2010/10/15 17:14:00 81

India Textile Machinery

Is concerned about the import of unchecked second-hand textile machinery.

India

Domestic manufacturers asked the government to stop importing technology, especially from China.

Financial subsidy


India

Textile machinery manufacturer

"The import of second-hand / old looms and cheap Chinese looms is the biggest obstacle to the development of the local textile machinery industry," the TMMA said in a pre budget report to the government.


It is said that the India Planning Commission observes that no import of second-hand capital goods should be subsidized.


A delegation from the India Textile Machinery Manufacturers Association recently met with textile minister Ma Lan, who proposed to control the importation of unrestricted second-hand textile machinery.


The government should not be involved in technological degradation because technology changes every five years.
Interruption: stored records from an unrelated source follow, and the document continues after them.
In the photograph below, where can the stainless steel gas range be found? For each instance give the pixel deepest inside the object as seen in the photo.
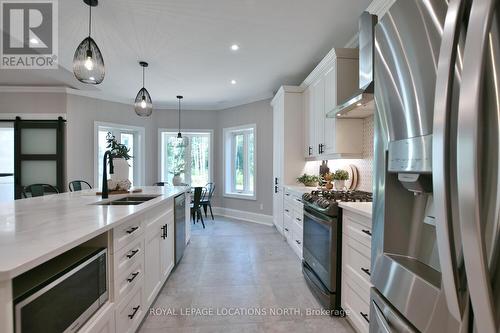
(323, 243)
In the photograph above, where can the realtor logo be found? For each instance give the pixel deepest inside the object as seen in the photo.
(29, 36)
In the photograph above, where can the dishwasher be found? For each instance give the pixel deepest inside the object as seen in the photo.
(180, 226)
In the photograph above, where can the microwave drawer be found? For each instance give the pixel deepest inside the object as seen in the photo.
(127, 232)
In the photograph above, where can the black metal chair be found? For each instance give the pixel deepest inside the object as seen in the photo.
(196, 205)
(206, 201)
(38, 190)
(78, 185)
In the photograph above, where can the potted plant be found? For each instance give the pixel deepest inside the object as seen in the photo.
(328, 177)
(339, 179)
(308, 180)
(120, 155)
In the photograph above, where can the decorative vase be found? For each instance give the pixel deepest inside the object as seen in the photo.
(121, 169)
(177, 180)
(339, 184)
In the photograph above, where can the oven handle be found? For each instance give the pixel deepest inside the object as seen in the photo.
(327, 223)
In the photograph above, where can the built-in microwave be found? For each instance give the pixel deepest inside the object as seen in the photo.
(62, 294)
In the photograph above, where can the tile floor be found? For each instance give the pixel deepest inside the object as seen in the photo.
(238, 266)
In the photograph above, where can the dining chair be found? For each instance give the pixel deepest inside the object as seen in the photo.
(78, 185)
(38, 190)
(206, 202)
(196, 205)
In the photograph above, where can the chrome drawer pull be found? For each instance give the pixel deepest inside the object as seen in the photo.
(134, 275)
(131, 230)
(135, 311)
(133, 253)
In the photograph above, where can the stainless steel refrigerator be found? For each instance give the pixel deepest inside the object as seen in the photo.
(436, 215)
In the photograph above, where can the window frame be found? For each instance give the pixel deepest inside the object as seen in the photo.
(138, 154)
(229, 175)
(187, 132)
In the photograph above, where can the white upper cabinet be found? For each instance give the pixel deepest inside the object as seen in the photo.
(334, 81)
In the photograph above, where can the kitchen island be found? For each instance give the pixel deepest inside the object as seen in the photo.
(36, 230)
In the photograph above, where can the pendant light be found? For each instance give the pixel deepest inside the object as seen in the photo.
(179, 135)
(88, 64)
(143, 105)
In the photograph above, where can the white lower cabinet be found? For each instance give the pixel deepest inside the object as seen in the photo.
(130, 312)
(102, 322)
(141, 259)
(159, 254)
(356, 247)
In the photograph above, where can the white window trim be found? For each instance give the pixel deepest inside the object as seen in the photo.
(142, 149)
(229, 163)
(186, 131)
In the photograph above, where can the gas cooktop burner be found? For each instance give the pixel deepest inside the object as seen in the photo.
(327, 201)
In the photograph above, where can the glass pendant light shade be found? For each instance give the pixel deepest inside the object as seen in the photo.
(143, 104)
(88, 64)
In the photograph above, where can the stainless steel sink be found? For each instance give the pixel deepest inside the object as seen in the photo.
(136, 198)
(127, 201)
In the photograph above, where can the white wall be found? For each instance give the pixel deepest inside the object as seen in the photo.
(259, 113)
(81, 113)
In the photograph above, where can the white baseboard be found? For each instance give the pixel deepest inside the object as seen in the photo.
(244, 216)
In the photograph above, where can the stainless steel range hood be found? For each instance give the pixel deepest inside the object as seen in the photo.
(361, 104)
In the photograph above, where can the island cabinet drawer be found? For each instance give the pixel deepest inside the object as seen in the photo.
(357, 228)
(160, 210)
(128, 280)
(127, 232)
(101, 322)
(357, 310)
(130, 312)
(356, 257)
(128, 257)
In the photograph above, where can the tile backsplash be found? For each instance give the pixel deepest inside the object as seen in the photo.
(364, 165)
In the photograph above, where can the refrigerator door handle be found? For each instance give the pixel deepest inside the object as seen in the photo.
(471, 94)
(440, 158)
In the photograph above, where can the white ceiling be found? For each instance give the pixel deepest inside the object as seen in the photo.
(187, 44)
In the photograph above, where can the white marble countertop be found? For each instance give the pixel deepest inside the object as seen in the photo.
(361, 208)
(300, 188)
(35, 230)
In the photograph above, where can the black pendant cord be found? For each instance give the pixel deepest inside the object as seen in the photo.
(90, 19)
(179, 116)
(90, 23)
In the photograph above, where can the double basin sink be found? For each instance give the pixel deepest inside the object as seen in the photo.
(128, 201)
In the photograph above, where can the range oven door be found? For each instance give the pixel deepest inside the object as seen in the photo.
(319, 250)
Such imports should not be included in the technology pformation fund plan.


In the 2008-09 fiscal year, India imported about 1354 second-hand looms.


In the 2011-12 fiscal year budget, the India textile machinery manufacturers association suggested that the distortion should be abolished in the consumption tax structure.

It is proposed to levy a uniform 8% consumption tax for all textile machinery.

The consumption tax on components and fittings should be less than 4%, so as to promote the development of localization.


At present, the tariff of India textile machinery is about 10%, and the tariff of some special machinery is 4%.

The duty of raw materials, accessories and accessories is 8%.


Similarly, in terms of mechanical imports, India has two tariff levels, 7.5% and 5%.

The India Textile Machinery Manufacturers Association recommends a unified tax rate of 7.5%.

In addition, the tax rate for raw materials, fittings and components should be lower than that of the whole machine.